自動免疫 MALDI (iMALDI) 技術を使用して複雑な体液でプロテインの定量のためのプロトコルが表示されます。

要約

質量分析 (MS) は、各ターゲット分子の質量電荷比の直接検出の結果として優秀なアッセイの特異性と複雑な試料中のタンパク質を定量化するための最も一般的に使用される技術の一つです。しかし、他のほとんどの分析技術のような MS ベースのプロテオミクスは高豊富な検体を測定への偏り、検出限界は低い ng/mL のまたは pg/mL で複雑なサンプル、およびこれは多くの濃度範囲を達成するために困難ですのでひと血漿など生体の疾患関連蛋白質。低豊富な検体の検出を支援するには、免疫強化を集中し、MS の測定、アッセイの感度が大幅に向上する前に検体を浄化するアッセイに統合されています。この作品で、免疫-マトリックスレーザー脱離イオン化 (iMALDI) 技術がタンパク質及びペプチドの生体の定量化のために提示はビーズに免疫強化に基づく、事前の溶出なし MALDI MS 測定が続きます。抗ペプチド抗体は磁気ビーズの官能基化、サンプルと孵化させます。洗浄後、ビーズは MALDI ターゲットプレート上に直接転送し、マトリックスソリューションがビーズに適用された後、飛行 (MALDI-TOF) 計器の MALDI 時間は信号を測定します。その他免疫 MS の試金に比較サンプルの準備の手順を簡略化し、MALDI の測定は高速。改善された分析の再現性と高スループット処理システム、液体全体サンプル準備が自動化されます。この記事で iMALDI 試金はペプチドアンジオテンシンを決定するため使用される私 (Ang 私) 原発性アルドステロン症 (PA) のスクリーニングのため血漿レニン活性の読み出しとして臨床的に使用されている血漿中濃度。

概要

質量分析法による定量的プロテオミクスにおける必要不可欠なツールとなっています。質量分析法は、ターゲット蛋白質またはペプチッドの固まりを判断できます、したがって得られた試料信号することができます非常に具体的イムノアッセイと比較しています。エレクトロスプレーと MALDI は、2 つのイオン化方法は、タンパク質・ペプチド¹^,²^,³^、⁴を検出するためによく使用されます。MS を用いたタンパク質定量における大きな課題は、高豊富な蛋白質の存在下で ng/mL または pg/mL の濃度で複雑な試料中の低豊富なタンパク質の検出、ひと血漿中発見多く候補蛋白質バイオマーカーこれの範囲の⁵を実行します。この問題は、本質的に広いダイナミックレンジおよび人間の proteome⁶の複雑さが主原因です。
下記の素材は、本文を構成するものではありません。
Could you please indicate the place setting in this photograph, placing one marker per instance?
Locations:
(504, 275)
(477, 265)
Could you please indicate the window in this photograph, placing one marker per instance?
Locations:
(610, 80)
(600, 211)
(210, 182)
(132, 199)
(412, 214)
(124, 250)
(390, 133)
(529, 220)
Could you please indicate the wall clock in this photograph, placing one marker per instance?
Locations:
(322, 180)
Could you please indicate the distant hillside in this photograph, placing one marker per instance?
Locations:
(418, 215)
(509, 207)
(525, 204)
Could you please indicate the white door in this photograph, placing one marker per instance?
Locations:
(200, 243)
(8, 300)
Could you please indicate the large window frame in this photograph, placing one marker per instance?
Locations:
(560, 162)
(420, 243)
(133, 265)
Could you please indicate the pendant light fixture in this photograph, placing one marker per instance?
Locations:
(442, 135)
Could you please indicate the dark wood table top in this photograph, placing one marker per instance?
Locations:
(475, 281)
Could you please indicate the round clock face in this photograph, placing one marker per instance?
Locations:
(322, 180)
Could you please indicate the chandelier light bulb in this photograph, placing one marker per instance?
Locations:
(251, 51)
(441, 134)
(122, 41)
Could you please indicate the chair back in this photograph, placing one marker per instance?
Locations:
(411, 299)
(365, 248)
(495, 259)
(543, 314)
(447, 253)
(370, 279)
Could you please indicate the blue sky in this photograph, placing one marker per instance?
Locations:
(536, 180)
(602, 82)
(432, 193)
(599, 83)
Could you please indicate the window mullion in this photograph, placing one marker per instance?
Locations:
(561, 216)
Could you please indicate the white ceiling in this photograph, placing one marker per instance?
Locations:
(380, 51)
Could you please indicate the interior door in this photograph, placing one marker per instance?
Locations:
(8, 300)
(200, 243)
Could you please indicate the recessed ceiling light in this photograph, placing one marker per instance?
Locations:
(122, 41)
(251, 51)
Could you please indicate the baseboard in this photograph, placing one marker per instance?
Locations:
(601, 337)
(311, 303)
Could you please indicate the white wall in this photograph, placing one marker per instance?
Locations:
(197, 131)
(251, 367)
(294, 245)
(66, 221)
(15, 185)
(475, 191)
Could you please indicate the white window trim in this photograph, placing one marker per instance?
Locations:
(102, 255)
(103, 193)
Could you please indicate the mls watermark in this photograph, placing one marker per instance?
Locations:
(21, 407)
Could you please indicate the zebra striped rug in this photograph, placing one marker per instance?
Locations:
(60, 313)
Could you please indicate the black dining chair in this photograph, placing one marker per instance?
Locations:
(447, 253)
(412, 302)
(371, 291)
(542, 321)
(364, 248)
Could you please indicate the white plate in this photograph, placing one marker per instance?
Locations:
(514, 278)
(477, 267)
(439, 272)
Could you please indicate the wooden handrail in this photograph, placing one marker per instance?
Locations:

ターゲット蛋白質または固体表面上にサンプルソリューションからペプチドを豊かにする方法が免疫 MS 検出課題を克服するために開発されて、検体と MS 測定⁷^,⁸の溶出順^,⁹^,¹⁰します。複雑なサンプルから濃縮、免疫を介して、検体を精製し、他の分子からイオン抑制効果を最小化するため。固体の様々なサポートの中では、扱いやすさと高い抗体結合能力の利点を有するので磁気ビーズは最も広く使用現在。別の functionalizations とサイズの磁気ビーズを開発し、免疫沈降実験のため商品化します。日には、ビーズに免疫強化をエレクトロスプレーイオン化 (ESI) と MALDI MS タンパク質およびペプチドの測定のためインターフェースされてが。安定同位体標準および抗ペプチド抗体 (SISCAPA) 技術による捕獲は、免疫強化のための抗体をコートしたビーズと孵化によって続いて、試料中のタンパク質は消化されます。「古典的な」SISCAPA でキャプチャ proteotypic ペプチドが、ビーズから溶出し、測定による液体クロマトグラフィー-MS (LC-MS)、または直接注入 ESI 複数反応モニタリング MS (ESI MRM MS)¹¹^,¹²。免疫強化は、ng/mL の低範囲¹³に達する 3-4 桁 MRM アッセイ感度を向上します。

エレクトロスプレー MS と比較して、MALDI MS の高速、かつを含まない洗浄と LC カラムの再平衡持ち越しと汚染の問題がないのでより高スループット研究¹⁴に適しています。ペプチッドおよび蛋白質 (proteotypic ペプチドの定量に基づく) の特異的かつ高感度定量 MALDI MS と免疫強化を結合する当研究室で開発した免疫 MALDI 技術¹⁵^,¹⁶ ^,¹⁷。免疫濃縮後 MALDI ターゲットプレートにビーズを堆積、マトリックスソリューションビーズに追加されます、乾燥後プレートは MALDI TOF MS による分析の準備ができて。ビーズからペプチドの溶出は別のステップとして実行されませんが、アフィニティバインド analytes は MALDI のマトリックスソリューションによって溶離されるビードスポット、サンプル準備を簡素化し、サンプルの損失を最小限に抑えることに追加するとき。IMALDI 技術適用されているさまざまなアプリケーション¹⁸^,¹⁹で、最近自動化されアンジオテンシンを測定するために使用私 (Ang 私) 血漿レニン活性 (PRA)²⁰を決定します。このプロトコルは、自動 iMALDI 分析を実行するための手順を説明します。例については、10% 未満の間日 CVs としてプラアッセイを取って日²⁰あたり 744 のサンプルを測定する機能を備えた、自動化によって達成されています。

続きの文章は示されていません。